You can install oddstream from github with:

```{r gh-installation, eval = FALSE}
# install.packages("devtools")
devtools::install_github("pridiltal/oddstream")
```

## Example

### Multivariate time series plot of `anomalous_stream` dataset available in `oddstream` package

```{r dataset, echo=TRUE, eval=TRUE, warning=FALSE, message=FALSE, out.width= "100%", fig.height=3}
library(oddstream)
library(tidyverse)
t <- nrow(anomalous_stream)
f <- ncol(anomalous_stream)
data <- as_tibble(anomalous_stream) %>%
gather() %>%
mutate(key = rep((1:f), each = t), Time = rep(1:t, f)) %>%
setNames(c("Cable", "Value", "Time"))

p <- data %>%
ggplot(aes(x = Time, y = Cable, fill = Value)) +
geom_tile() +
scale_fill_gradientn(colours = c("#F0E442", "#000000", "#000000"), values = c(0, .1, max(anomalous_stream))) +
scale_x_continuous(breaks = seq(0, 1400, 200)) +
scale_y_continuous(breaks = seq(0, 600, 100)) +
labs(x= "Time", y= "Time Series ID")

p
```

### Two dimensional feature space

```{r 2dpcspace}
library(oddstream)
features <- extract_tsfeatures(anomalous_stream[1:100, 1:100])
pc <- get_pc_space(features)
p <- gg_featurespace(pc)
p

# Perform a 2D kernel density estimation using MASS::kde2d() and display the results with contours.
p + ggplot2::geom_density_2d()
```

```{r example, eval = FALSE, echo = TRUE}
library(oddstream)
# Considers the first window of the data set as the training set and the remaining as the test stream
train_data <- anomalous_stream[1:100, ]
test_stream <- anomalous_stream[101:1456, ]
output <- find_odd_streams(train_data, test_stream, trials = 100)
```

### Further Details
```{r help, echo = TRUE, eval= FALSE}
?oddstream
```

## References

- Clifton, D. A., Hugueny, S., & Tarassenko, L. (2011). Novelty detection with multivariate extreme value statistics. Journal of signal processing systems, 65 (3), (pp. 371-389).
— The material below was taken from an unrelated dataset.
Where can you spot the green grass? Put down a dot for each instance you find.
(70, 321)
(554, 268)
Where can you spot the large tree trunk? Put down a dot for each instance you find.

- Hyndman, R. J., Wang, E., & Laptev, N. (2015). Large-scale unusual time series detection. In 2015 IEEE International Conference on Data Mining Workshop (ICDMW), (pp. 1616-1619). IEEE.

- Talagala, P. D., Hyndman, R. J., Smith-Miles, K., et al. (2018). Anomaly Detection in Streaming Nonstationary Temporal Data. Anomaly detection in streaming nonstationary temporal data. Journal of Computational and Graphical Statistics, (just-accepted), 1-28. DOI:10.1080/10618600.2019.1617160.